We can see that from the main function strcmp, puts, ptrace and getenv are called. The main function also calls itself, so it seems that we have some sort of recursion (main calls itself which calls again main and so on..). As with any recursive function, there must be some sort of recursion termination. Let's put this thought aside for a moment and let's have a look at the called functions, e.g. getenv.

getenv is used to get the content of an environment variable and is called two times with the argument "PATH". That means the value of the environment variable PATH is used somewhere. If we have a look at the strcmp calls, we can see that the value of "PATH" is first compared to WOOT, then the value of "PATH" is retrieved again using getenv, main calls itself and after this recursion returns, the value of env_path_2nd is compared to WINNER.

WINNER sounds good, let's have a look where we get, if the last strcmp evaluates to zero and the right branch is taken from the jnz instruction:

We can spot a lot of local variables, which probably belong to an array of chars which compose the flag string. This means the flag string is built at runtime and is stored encrypted. We can easily spot the used decryption loop and the used counter for this loop. The counter is first set to zero and each loop iteration compared to 31. After 32 loop iterations, the final string is sent to stdout using the puts function.
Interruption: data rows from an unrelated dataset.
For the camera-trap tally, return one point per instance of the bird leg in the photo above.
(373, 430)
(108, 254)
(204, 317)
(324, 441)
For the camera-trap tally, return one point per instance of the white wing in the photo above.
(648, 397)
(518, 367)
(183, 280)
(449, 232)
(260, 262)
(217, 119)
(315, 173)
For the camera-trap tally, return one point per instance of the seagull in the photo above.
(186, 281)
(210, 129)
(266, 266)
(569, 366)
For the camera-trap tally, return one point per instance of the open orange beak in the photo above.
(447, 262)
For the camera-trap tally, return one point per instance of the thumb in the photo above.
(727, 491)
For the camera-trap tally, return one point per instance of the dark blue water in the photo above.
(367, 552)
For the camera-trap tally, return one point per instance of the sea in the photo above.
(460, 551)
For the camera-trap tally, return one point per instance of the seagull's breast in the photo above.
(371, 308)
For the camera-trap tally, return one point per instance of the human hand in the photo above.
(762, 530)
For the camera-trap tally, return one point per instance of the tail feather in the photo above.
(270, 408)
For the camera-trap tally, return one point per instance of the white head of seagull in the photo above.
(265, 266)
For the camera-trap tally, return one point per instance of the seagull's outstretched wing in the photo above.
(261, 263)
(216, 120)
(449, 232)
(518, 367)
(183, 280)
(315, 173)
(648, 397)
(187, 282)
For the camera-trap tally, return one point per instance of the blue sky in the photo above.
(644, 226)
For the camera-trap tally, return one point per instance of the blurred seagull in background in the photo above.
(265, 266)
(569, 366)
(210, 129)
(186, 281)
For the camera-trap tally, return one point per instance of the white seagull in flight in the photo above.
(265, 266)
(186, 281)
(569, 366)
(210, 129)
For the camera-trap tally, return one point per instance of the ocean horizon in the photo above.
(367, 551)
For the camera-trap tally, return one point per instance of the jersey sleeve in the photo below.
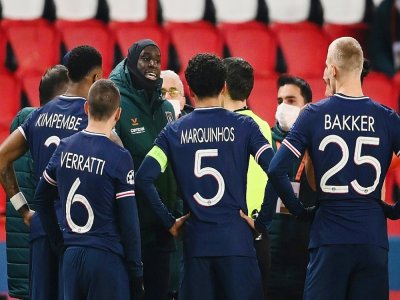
(27, 126)
(297, 139)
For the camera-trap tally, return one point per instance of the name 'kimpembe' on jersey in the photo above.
(95, 172)
(351, 141)
(209, 150)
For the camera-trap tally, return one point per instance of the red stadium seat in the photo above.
(192, 38)
(263, 98)
(127, 33)
(10, 95)
(359, 31)
(89, 32)
(30, 85)
(253, 42)
(380, 88)
(304, 46)
(35, 44)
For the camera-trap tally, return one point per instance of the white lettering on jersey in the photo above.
(208, 135)
(79, 162)
(349, 122)
(58, 121)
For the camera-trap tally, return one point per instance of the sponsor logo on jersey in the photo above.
(136, 129)
(130, 178)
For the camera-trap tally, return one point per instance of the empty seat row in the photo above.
(287, 11)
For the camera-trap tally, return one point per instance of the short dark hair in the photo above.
(303, 85)
(205, 75)
(103, 99)
(54, 82)
(239, 78)
(81, 61)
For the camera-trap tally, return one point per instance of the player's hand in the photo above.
(175, 230)
(248, 220)
(137, 289)
(27, 217)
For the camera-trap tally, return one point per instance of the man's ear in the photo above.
(86, 107)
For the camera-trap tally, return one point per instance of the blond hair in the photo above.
(346, 54)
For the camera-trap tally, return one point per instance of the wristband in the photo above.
(18, 200)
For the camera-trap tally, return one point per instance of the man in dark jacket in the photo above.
(144, 115)
(54, 82)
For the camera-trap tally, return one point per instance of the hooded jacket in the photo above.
(144, 115)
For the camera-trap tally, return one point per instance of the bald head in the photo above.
(103, 99)
(346, 54)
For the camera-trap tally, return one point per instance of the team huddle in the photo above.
(121, 173)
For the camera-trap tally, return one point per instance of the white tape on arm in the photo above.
(18, 200)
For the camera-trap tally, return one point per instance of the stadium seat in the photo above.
(317, 86)
(76, 10)
(183, 10)
(343, 11)
(380, 88)
(127, 10)
(22, 9)
(192, 38)
(304, 46)
(288, 11)
(35, 44)
(10, 95)
(253, 42)
(126, 33)
(359, 31)
(30, 85)
(89, 32)
(236, 11)
(263, 98)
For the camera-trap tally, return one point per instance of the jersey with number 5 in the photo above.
(91, 173)
(351, 141)
(209, 152)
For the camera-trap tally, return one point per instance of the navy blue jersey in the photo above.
(350, 141)
(91, 173)
(209, 151)
(46, 126)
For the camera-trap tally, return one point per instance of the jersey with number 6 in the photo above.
(45, 127)
(209, 151)
(351, 141)
(91, 173)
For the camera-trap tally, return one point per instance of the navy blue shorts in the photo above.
(90, 273)
(235, 277)
(356, 272)
(43, 270)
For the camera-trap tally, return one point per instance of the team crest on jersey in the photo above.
(170, 116)
(135, 126)
(130, 178)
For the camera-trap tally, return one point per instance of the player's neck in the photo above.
(350, 87)
(234, 105)
(100, 127)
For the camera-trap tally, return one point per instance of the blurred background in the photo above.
(275, 36)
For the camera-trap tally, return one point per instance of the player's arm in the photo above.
(152, 166)
(11, 149)
(45, 194)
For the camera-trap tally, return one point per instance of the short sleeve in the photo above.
(125, 181)
(297, 139)
(257, 142)
(50, 173)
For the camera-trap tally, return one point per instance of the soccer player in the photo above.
(239, 84)
(41, 133)
(350, 139)
(95, 181)
(209, 151)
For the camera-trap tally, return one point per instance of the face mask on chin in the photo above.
(286, 115)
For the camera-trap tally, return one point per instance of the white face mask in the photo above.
(286, 115)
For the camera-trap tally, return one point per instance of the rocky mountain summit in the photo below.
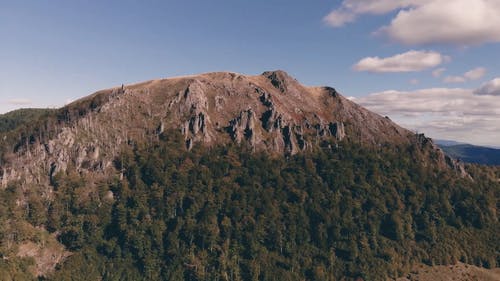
(271, 112)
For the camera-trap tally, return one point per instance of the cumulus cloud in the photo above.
(476, 73)
(20, 101)
(462, 22)
(405, 62)
(491, 88)
(447, 113)
(454, 79)
(473, 74)
(349, 10)
(417, 22)
(438, 72)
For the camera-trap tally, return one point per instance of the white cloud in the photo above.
(405, 62)
(476, 73)
(473, 74)
(454, 79)
(445, 113)
(461, 22)
(20, 101)
(438, 72)
(349, 10)
(492, 88)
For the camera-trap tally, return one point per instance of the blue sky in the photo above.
(52, 52)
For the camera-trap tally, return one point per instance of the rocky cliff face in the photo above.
(271, 112)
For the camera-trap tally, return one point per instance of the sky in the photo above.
(432, 66)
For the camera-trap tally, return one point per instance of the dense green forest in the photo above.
(225, 213)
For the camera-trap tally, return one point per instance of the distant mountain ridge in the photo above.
(472, 153)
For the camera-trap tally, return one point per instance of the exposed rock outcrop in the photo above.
(271, 112)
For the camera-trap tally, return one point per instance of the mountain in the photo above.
(270, 112)
(473, 154)
(442, 143)
(21, 117)
(223, 176)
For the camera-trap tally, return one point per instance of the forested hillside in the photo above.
(341, 212)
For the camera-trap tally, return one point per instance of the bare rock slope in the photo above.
(271, 112)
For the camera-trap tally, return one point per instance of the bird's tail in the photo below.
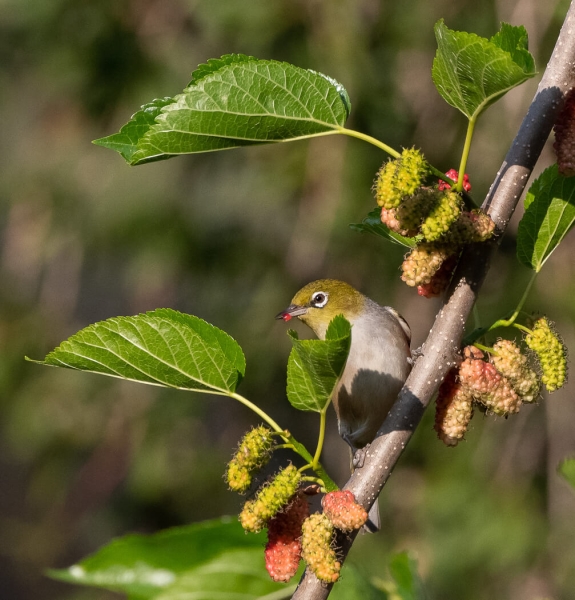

Let's start the binary in a debugger and just jump to the first instruction after the jnz instruction, which leads to the flag decryption. But first let's set a breakpoint before the ptrace call, since a program cannot be debugged two times using ptrace. This is some sort of an easy anti-debug trick.

We set a breakpoint at .text:4006C8 and start the binary in the IDA debugger and continue until we hit our breakpoint. Now we scroll down until we find the instruction at text:4008CE, which is the first instruction after all checks passed (WOOT and WINNER string comparisons). Here we set this instruction as the next instruction to execute using the "SET IP" function of IDA (left click on the instruction and choose SET IP). This sets the value of the rip register to 0x4008CE. Now we continue the execution by pressing F9. The binary prints the flag on stdout and terminates. To see the flag, IDA must have been started in a terminal (or maybe there is some other way to capture stdout in IDA?). Anyway the flag is:

FLAG: ThisisDefinitelyNotaTROLL

We were actually able to get the flag without thinking too much about the checks needed to pass. We just looked where the "success" path goes in the binary and jumped to this path. We were lucky and this time the lazy approach worked ;-)

But still I think it might be possible to get the flag without using a debugger and changing $rip. Remember the prototype for the main function ?

int main(int argc, char* argv[], char* env[])

The third argument is a pointer to the environment. Since the main function of the binary calls itself, a pointer to an environment can be passed. Maybe it could be possible to set the environment this way and to set value of PATH to "WINNER". The things is, first PATH needs to be equal to "WOOT" and at the second check, PATH needs to be equal to "WINNER". But we can set the value of PATH only once, before we start to execute the binary.